|

Alimentation : Ces nouveaux labels régionaux dont raffolent les « locavores »


Neuf Français sur dix déclarent prendre en compte l’origine France des aliments au moment de leurs achats, on les appelle les "locavores". Un engouement pour les produits locaux et les circuits courts qui incite les territoires à lancer leurs propres labels de productions agricoles et agroalimentaires.

Depuis plusieurs années, la mise en avant des produits issus du terroir prend de l’ampleur. Et c’est au Salon de l’agriculture, qu’ils trouveront naturellement leur place du 23 février au 3 mars 2019.

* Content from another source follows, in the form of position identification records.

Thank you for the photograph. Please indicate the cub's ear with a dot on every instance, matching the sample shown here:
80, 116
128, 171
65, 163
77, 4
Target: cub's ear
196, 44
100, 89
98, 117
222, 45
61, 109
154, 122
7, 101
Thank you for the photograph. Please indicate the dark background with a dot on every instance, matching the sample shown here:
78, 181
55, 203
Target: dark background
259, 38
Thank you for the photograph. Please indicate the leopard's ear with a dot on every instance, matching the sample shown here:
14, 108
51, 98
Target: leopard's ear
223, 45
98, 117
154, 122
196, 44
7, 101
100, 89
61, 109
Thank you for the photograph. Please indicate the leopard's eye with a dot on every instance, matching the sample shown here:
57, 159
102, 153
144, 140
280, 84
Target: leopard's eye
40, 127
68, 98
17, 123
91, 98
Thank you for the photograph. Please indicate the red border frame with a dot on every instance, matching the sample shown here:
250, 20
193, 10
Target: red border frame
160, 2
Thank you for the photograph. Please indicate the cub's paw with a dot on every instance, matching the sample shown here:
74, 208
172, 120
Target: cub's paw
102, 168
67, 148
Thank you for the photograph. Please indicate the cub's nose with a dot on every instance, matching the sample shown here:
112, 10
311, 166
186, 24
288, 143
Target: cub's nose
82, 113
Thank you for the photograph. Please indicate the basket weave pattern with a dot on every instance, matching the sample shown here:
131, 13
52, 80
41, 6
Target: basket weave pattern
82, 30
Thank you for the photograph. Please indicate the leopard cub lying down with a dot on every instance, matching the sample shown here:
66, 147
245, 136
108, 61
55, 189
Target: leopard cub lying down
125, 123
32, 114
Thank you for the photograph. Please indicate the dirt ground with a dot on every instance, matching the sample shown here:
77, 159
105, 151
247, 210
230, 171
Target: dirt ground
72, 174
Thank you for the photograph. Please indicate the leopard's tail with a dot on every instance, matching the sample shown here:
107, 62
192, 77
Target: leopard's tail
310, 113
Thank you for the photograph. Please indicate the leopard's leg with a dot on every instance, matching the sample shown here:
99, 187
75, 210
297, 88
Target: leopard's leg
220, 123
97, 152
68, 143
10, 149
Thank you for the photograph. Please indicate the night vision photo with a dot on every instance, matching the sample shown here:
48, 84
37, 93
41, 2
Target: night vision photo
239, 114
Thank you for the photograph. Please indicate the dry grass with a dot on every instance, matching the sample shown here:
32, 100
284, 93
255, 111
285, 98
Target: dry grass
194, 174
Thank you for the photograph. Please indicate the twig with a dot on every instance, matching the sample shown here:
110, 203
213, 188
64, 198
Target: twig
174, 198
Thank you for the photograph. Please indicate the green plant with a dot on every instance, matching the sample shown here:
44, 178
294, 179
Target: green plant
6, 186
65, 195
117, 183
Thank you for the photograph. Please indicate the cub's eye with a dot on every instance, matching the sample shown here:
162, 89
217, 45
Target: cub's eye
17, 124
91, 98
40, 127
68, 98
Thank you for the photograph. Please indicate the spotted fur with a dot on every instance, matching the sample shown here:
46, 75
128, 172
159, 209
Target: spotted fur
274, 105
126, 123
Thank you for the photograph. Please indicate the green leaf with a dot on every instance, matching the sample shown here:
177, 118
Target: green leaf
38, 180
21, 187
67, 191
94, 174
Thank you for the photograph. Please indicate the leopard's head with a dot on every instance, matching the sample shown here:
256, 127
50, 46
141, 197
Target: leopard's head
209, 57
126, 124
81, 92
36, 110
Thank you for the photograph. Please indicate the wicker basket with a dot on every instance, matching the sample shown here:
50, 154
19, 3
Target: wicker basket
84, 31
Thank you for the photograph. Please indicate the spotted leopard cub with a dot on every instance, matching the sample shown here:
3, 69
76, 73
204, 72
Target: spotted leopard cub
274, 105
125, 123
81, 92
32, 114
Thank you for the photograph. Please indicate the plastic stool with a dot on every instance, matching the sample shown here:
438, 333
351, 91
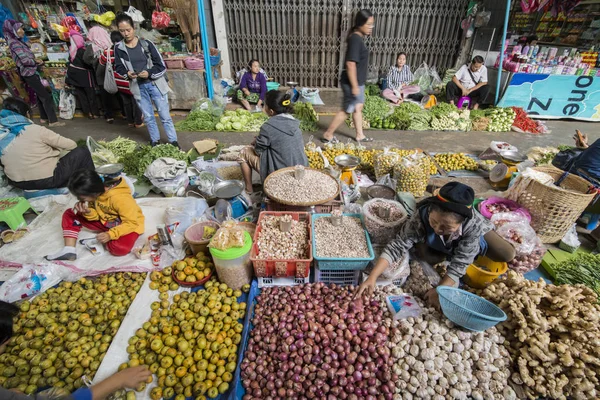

Qu’il s’agisse de Produit en Bretagne, de La région du goût pour le terroir d’Auvergne-Rhône-Alpes ou encore des Alliances locales dans les magasins Leclerc (partenariats de proximité entre producteurs et magasins), Région du Goût, ou Sud de France, ces démarches ont fait leurs preuves ! Le contenu de nos assiettes n’a jamais été aussi scruté.

« Il y a de plus en plus de questionnements autour de l’alimentation. Les Français veulent connaître l’origine des produits, le bassin de production et de transformation. Il y a 10 ans, la première recherche des consommateurs portait sur la qualité. Aujourd’hui, l’origine compte aussi », éclaire Jean-Michel Audrain, directeur de l’agence agro-industrie chez Bureau Veritas.

Ce changement des attentes s’inscrit dans un cadre plus vaste de prise de conscience des transitions qui parcourent notre société. Transition énergétique, transition écologique, monde bas carbone… Pour beaucoup, l’origine locale des produits est un plus.

Pas si simple de définir le « local »

Rien d’étonnant donc à ce que des structures administratives (chambres d’agriculture, conseils régionaux…) ou privées (chaînes de distribution, fabricants, transformateurs) cherchent à promouvoir les produits locaux ou régionaux. Cette tendance s’observe également dans la restauration commerciale ou collective (cantines scolaires ou d’entreprises).

Pourtant, le sujet est loin d’être simple. En effet, la notion de « produit local » est tout ce qu’il y a de plus flou. Est-ce la ville d’à-côté ? Le département ? La région ? Le « made in France » ? Autant d’éléments à fixer dans un cahier des charges strict, pour s’assurer de la pertinence du modèle et de la confiance que l’on peut lui accorder.

Pour garantir la conformité par rapport à un ou des référentiels établis d’un commun accord avec les professionnels, des audits peuvent être réalisés tout au long du processus. Ainsi, Bureau Veritas peut vérifier les engagements de chaque acteur de la filière, notamment qu’il n’y a pas de « génération spontanée » de matière.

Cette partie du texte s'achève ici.